The story can be read in its entirety online at InfinityPlus, so it should be easy enough to check. It does indeed feature a soldier of a future war in an altercation with another veteran over a woman, with multi-dimensional combat:
"Colonel Bone," he began. "If I'd knowed it was you"
"Too late for that."
"It's never too late, that's what you taught us all when you turned
that offensive around out on the Husk and gave the Chaos the what-for.
I'll just be going. I'll take the gang with me. It's to no purpose,
our staying now."
"You knew enough yesterday enough to leave." I felt the rage, the
old rage that was to be, once again. "Why did you do that to her?" I
asked. "Why did you "
And then I looked into his eyes and saw it there. The quiet desire
beaten down by synthesized emotions, but now triumphant, sadly
triumphant. The desire to finally, finally die. Marek was not the
unthinking brute I'd taken him for after all. Too bad for him.

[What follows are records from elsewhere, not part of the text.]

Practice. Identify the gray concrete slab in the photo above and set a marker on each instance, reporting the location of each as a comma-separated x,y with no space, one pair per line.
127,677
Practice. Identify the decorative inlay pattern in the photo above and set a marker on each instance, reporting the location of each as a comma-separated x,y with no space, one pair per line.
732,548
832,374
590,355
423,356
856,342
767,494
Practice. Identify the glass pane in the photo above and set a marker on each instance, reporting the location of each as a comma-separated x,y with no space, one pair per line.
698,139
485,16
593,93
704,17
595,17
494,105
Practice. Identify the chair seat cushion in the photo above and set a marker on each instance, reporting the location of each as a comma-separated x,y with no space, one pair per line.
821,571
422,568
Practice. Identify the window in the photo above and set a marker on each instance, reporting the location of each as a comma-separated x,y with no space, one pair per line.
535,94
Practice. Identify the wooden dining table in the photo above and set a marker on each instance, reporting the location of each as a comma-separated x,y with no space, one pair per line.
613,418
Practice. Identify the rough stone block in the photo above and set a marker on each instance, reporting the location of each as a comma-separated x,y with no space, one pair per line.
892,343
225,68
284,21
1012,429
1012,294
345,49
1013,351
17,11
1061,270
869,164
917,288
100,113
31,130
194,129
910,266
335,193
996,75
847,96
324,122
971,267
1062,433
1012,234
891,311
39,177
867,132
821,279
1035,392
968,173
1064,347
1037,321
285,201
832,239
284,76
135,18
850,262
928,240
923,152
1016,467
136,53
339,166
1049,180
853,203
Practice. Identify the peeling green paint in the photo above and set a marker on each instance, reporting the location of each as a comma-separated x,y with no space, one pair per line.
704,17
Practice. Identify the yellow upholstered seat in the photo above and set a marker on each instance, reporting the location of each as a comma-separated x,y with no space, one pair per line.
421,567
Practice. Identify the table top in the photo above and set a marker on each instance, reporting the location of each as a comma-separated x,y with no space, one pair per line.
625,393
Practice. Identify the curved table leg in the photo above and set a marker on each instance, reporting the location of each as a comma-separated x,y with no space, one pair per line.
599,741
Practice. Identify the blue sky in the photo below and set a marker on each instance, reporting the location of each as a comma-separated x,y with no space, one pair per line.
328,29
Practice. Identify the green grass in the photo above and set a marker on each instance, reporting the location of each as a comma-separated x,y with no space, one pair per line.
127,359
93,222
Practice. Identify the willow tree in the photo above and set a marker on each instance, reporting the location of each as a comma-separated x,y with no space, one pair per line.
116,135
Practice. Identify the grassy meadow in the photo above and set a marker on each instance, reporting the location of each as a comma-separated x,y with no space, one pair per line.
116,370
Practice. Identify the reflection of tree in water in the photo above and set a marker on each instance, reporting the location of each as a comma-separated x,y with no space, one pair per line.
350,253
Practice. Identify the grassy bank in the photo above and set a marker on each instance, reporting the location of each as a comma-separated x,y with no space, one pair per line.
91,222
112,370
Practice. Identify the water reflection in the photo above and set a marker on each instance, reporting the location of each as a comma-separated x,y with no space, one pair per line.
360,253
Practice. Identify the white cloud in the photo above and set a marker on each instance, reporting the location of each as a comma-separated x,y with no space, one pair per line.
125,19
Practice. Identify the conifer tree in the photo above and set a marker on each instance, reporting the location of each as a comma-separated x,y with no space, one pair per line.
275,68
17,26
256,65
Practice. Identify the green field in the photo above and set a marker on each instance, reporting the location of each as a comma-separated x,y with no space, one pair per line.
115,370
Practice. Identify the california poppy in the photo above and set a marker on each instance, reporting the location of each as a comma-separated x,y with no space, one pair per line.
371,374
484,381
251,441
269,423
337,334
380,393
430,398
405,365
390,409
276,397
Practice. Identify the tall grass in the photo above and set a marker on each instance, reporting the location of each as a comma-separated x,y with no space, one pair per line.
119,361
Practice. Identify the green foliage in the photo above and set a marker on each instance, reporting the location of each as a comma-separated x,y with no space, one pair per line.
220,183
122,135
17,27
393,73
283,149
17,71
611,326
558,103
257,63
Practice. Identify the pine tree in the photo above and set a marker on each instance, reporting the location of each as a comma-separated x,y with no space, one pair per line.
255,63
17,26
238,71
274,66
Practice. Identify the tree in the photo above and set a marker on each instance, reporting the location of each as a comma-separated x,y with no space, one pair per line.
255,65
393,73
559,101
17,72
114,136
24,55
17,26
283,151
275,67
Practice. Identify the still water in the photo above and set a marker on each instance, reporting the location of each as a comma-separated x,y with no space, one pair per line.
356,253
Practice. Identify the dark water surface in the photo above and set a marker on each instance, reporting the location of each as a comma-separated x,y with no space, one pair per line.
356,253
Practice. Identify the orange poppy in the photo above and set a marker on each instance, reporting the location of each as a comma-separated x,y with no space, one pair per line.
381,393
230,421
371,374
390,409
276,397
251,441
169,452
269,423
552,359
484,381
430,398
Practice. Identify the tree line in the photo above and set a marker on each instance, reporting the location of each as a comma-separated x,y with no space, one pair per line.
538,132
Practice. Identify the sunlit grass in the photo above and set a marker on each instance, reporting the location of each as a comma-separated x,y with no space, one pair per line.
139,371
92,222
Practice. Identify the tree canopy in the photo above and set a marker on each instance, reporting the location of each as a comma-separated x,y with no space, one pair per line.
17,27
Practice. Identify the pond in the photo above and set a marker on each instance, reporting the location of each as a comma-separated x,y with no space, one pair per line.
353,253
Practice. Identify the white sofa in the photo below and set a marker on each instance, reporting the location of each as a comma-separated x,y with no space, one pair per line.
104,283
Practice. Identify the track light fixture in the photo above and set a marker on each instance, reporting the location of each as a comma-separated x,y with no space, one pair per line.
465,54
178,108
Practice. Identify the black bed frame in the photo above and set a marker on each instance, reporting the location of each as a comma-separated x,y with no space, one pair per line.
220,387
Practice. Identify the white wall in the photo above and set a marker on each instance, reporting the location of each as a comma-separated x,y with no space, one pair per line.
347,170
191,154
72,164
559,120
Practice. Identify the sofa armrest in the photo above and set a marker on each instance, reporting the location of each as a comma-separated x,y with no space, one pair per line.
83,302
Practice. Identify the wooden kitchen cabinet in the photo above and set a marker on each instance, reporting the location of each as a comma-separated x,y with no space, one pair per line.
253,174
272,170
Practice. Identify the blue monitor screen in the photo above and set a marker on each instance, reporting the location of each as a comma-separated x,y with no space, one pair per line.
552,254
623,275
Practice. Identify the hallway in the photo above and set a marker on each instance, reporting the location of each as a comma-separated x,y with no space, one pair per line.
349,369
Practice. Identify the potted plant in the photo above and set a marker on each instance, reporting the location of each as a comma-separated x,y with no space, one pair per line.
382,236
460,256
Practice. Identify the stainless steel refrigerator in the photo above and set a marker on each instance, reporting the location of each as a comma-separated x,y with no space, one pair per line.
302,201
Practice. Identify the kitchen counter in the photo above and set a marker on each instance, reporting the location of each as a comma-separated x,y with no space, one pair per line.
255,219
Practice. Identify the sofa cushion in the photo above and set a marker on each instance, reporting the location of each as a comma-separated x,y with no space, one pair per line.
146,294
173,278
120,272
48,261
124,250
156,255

I took a step toward Marek. His instincts made him reach down, go for
the trunch. But it was a useless weapon on me. I don't have myelin
sheaths on my nerves. I don't have nerves anymore; I have wiring.

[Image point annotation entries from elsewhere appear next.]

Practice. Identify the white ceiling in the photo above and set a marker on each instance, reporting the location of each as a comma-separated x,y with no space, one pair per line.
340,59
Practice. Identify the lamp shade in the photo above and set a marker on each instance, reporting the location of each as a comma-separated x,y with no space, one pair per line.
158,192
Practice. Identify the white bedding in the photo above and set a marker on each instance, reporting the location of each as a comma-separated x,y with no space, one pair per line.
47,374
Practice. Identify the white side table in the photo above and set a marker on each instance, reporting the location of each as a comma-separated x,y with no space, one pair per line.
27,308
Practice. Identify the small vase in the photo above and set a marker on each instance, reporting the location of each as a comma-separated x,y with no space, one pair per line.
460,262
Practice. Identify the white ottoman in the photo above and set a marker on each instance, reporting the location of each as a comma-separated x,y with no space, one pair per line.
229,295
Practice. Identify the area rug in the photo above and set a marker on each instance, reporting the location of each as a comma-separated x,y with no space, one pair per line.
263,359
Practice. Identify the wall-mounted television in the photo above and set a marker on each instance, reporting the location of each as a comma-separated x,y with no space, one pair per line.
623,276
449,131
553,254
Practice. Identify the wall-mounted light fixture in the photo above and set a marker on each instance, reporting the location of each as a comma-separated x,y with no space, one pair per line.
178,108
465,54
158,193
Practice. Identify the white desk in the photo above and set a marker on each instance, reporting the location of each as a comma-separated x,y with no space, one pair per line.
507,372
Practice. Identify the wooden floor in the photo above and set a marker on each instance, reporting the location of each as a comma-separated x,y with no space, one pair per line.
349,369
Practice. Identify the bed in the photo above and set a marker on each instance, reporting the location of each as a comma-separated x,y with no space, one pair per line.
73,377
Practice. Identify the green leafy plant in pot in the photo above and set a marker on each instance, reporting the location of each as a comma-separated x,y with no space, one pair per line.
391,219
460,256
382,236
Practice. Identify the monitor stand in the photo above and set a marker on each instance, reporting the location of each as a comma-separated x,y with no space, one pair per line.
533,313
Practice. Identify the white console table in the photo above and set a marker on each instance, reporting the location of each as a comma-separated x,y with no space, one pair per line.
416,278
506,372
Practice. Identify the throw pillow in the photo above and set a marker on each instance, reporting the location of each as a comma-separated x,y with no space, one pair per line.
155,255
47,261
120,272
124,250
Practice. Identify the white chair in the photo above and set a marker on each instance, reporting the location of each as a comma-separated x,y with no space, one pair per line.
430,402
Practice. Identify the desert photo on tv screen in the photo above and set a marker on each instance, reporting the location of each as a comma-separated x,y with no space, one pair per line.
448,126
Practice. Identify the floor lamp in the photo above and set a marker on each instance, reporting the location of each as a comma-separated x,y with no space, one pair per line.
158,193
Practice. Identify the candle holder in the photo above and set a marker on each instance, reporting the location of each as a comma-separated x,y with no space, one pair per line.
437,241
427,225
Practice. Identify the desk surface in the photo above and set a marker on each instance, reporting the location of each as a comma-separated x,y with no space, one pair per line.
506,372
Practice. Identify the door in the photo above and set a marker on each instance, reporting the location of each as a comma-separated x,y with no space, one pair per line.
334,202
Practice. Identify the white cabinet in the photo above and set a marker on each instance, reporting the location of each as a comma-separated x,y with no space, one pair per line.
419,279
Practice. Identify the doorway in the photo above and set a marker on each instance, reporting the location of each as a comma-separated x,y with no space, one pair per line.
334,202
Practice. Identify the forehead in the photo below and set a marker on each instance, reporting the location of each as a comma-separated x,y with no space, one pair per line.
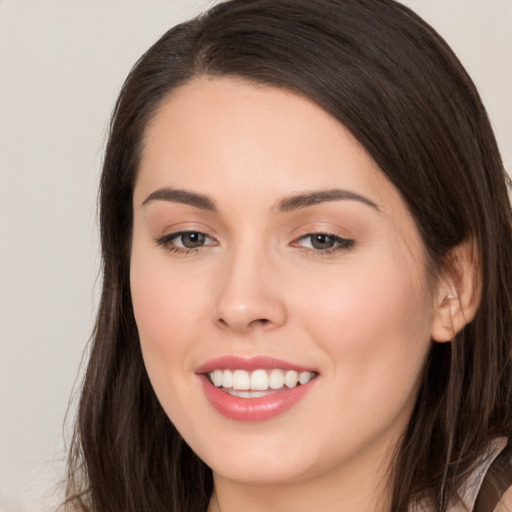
221,135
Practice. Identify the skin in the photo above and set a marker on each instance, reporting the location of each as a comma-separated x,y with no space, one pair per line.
362,316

Marek realized this was so almost instantly. He dropped the trunch,
then turned and ran. I caught him. He tried to fight, but there was
never any question of him beating me. That would be absurd. I'm
Colonel Bone of the Skyfalling 8th. I kill so that there might be
life. Nobody beats me. It is my fate, and yours, too.
I caught him by the shoulder, and I looped my other arm around his
neck and reined him to me not enough to snap anything. Just enough
to calm him down. He was strong, but had no finesse.
Like I said, glims are hard to kill. They're the same as snails in
shells in a way, and the trick is to draw them out way out. Which
is what I did with Marek. As I held him physically, I caught hold of
him, all of him, over there, in the place I can't tell you about,
can't describe. The way you do this is by holding a glim still and
causing him great suffering, so that they can't withdraw into the deep
places. That's what vampire stakes and Roman crosses are all about.
And like I told Bex, glims are bad ones, all right. Bad, but not the
worse. I am the worse.
and, due to this, he must return to fight the war again:
Irrevocably gone from this time line, and that was what mattered.
Keeping this possible future uncertain, balanced on the fulcrum of
chaos and necessity. Keeping it free, so that I could go back and do
my work...
I went to the living room, to the shroud-covered furniture. I sat down
in what had been my father's chair. I sipped a cup of my father's best
barley malt whisky. I sat, and as the suns of Ferro rose in the hard
iron sky, I faded into the distant, dying future.